Plus I put my old, kidney-failing, heart-failing cat to sleep a week or so ago; right after I came back from the vet, I cleared the house out of all her things, but I keep finding things I missed, and I keep seeing her out of the corner of my eye, and then remembering.

Stomach! Quit sticking out! Just because you have food in you, doesn’t mean you have to announce it to the world, like I never feed you. You’re ruining the lines of the dress. Settle down.

My grandmother had to deal with pissy, immature, spoiled brats on Christmas, bought gifts for some family members to give to their parents, got no thank you in return, and my gift to her, the one bright spot she has no doubt she’ll adore, didn’t arrive in time.

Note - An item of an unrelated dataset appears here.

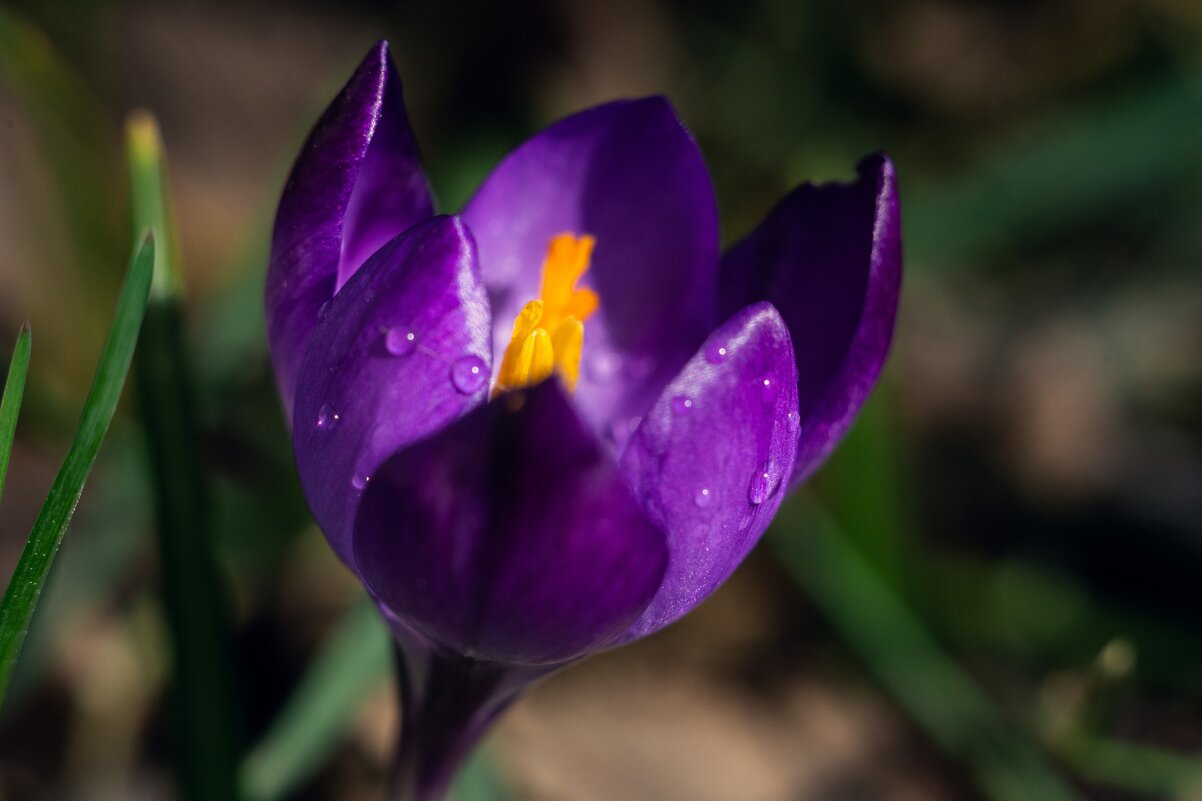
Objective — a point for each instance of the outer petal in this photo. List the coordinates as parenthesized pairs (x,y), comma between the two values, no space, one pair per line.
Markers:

Because apparently FedEx thinks Priority Overnight means they have seven days to send a 3 pound package. Seven fucking days!

And fuck my cousin with a rusty spoon. Grow up.

My church uses those too. We’ve been doing them for a while, maybe ten years or so, and most of us still aren’t used to it (I’m not, and ten years is almost half my life). I’m a fan of inclusive language, but what’s wrong with gendered pronouns for Jesus? And the attempts at modernization (ex. “O Come All You Faithful”) are just irritating.

We went from Baltimore (north and east of the city) to Philly on Saturday afternoon, and it took us four hours. Normally I can get there in 90 minutes.

This describes my kitchen perfectly. I am sooo stealing this line.